Nel 1517 la pubblicazione delle Tesi sul valore delle indulgenze di Lutero e la scomunica di papa Leone X nel 1520 davano avvio alla Riforma protestante, che presto si estese in gran parte della Germania e della Svizzera. Nel 1530 i barba Giorgio Morel e Pietro Masson, a nome dei Valdesi di Piemonte, Calabria e Puglia, prendevano contatto a Strasburgo con i riformatori svizzeri e tedeschi, e il 12 settembre 1532 nei prati di Chanforan, presso Angrogna, un sinodo generale dei Valdesi di Francia e d’Italia stabiliva di aderire alla Riforma, accettando il principio della giustificazione per sola fede. Conseguentemente, i Valdesi delle valli piemontesi professarono apertamente la loro fede, erigendo anche alcune chiese per celebrarvi il culto, mentre in Calabria «si mantennero ancora per vari anni tranquilli e nascosti».[21]

Mentre fallivano i tentativi di accordo tra cattolici e protestanti, e questi ultimi si consolidavano, pur divisi tra loro su alcune questioni dottrinali, la Chiesa cattolica reagiva: nel luglio del 1542 Paolo III istituiva laCongregazione del Sant’Offizio allo scopo di meglio combattere gli «eretici» coordinando da Roma l’attività delle già esistenti inquisizioni vescovili, e nel 1545 il Concilio convocato a Trento condannava fin dalla prima sessione le dottrine protestanti e avviava una propria riforma interna.

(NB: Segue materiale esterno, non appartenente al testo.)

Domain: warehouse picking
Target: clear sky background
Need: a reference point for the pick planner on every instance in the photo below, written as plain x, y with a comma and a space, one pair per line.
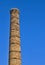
32, 30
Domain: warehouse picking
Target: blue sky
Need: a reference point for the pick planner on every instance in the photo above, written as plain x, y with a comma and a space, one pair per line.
32, 30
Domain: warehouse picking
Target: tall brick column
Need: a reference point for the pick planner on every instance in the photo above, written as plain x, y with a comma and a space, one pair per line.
14, 50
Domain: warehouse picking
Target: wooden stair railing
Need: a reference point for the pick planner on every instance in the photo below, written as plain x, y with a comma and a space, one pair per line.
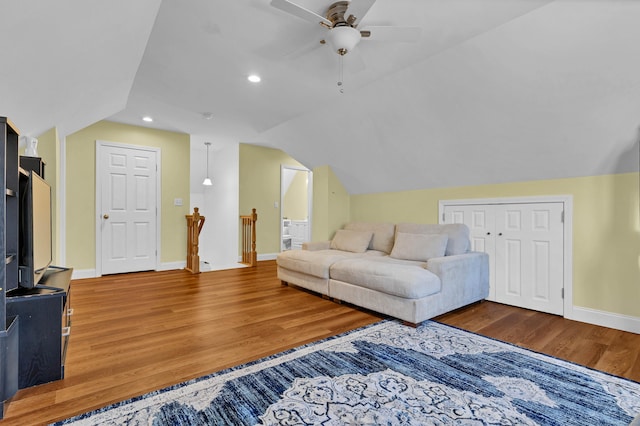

Con decreto del 20 maggio 1553 il Sant’Uffizio aveva affidato al vicario dell’arcivescovo di Napoli l’incarico di «procedere e inquisire segretamente contro gli eretici e i sospetti di eresia» del Regno di Napoli.[22] Tale commissario dell’Inquisizione, il domenicano Giulio Pavesi, faceva riferimento a Roma a un altro domenicano, il cardinale Michele Ghislieri, dal 1566 papa con il nome di Pio V, e si avvaleva della tradizionale struttura dell’Inquisizione medievale, gestita dai frati domenicani, e contemporaneamente rimanevano ancora in vigore le prerogative dei vescovi in materia di inquisizione.[23]

Il 2 febbraio 1554 il Sant’Uffizio emanò un decreto con il quale si ordinava di procedere contro i seguaci di Pietro Valdo.[24] Alla fine di quell’anno il frate minimo calabrese Giovanni de Alitto da Fiumefreddo, inquisito per eresia, confessava l’esistenza di valdesiani nelle zone di Montalto, Guardia e San Sisto. Gli inquisitori non collegarono l’antica eresia valdesiana con la «peste luterana», e si limitarono a ordinare in quelle zone una breve campagna antiereticale a base di prediche, di ammende e di ammonizioni.[25]

I Valdesi di Calabria seppero delle novità intercorse in Piemonte e si posero il problema se fosse opportuno istituire pubblicamente il loro culto. Gille de Gilles, «uno degli ultimi barba»,[26] ossia un predicatore valdese non riformato, giunse dal Piemonte nel 1556 per invitarli a temporeggiare ancora. Per non diffondere il panico fra tutta la popolazione, informò soltanto pochi di loro del pericolo di un’imminente grande persecuzione e li esortò «a mettere segretamente in ordine i loro affari, e a ritirarsi in luoghi più sicuri […] trasmettendo riservatamente gli uni agli altri il suo consiglio».[27]

La grande maggioranza respinse la proposta del barba Gilles. I successi della comunità valdese in Piemonte spinse anzi i Valdesi di Calabria a desiderare una struttura analoga a quella che si erano data i loro confratelli del Nord, con chiese e pastori residenti stabilmente nel territorio. Nel 1558 erano in Calabria i pastori Stefano Negrin, proveniente da Bobbio Pellice, e Giacomo Bonelli, di Dronero: con quest’ultimo, alla fine dell’anno, partirono per Ginevra, dove era stata costituita una Chiesa evangelica italiana, i calabro-valdesi Marco Uscegli di Guardia e Marco Franco di San Sisto.[28]


La missione di Gian Luigi Pascale

La richiesta di avere nuovi e ben preparati pastori per la comunità calabrese fu accolta da Calvino in persona, e nel marzo del 1559 il cuneese Gian Luigi Pascale partì per la Calabria in compagnia di Filippo Ursello e Francesco Tripodi, due catechisti calabro-valdesi formatisi alla scuola di Ginevra, di Marco Uscegli e di Giacomo Bonelli. Quest’ultimo li lasciò in Campania, dirigendosi in Puglia, dove pure esistevano comunità valdesi. Passato poi in Sicilia, Bonelli fu arrestato e bruciato sul rogo a Messina o a Palermo, il 16 febbraio 1560.[29]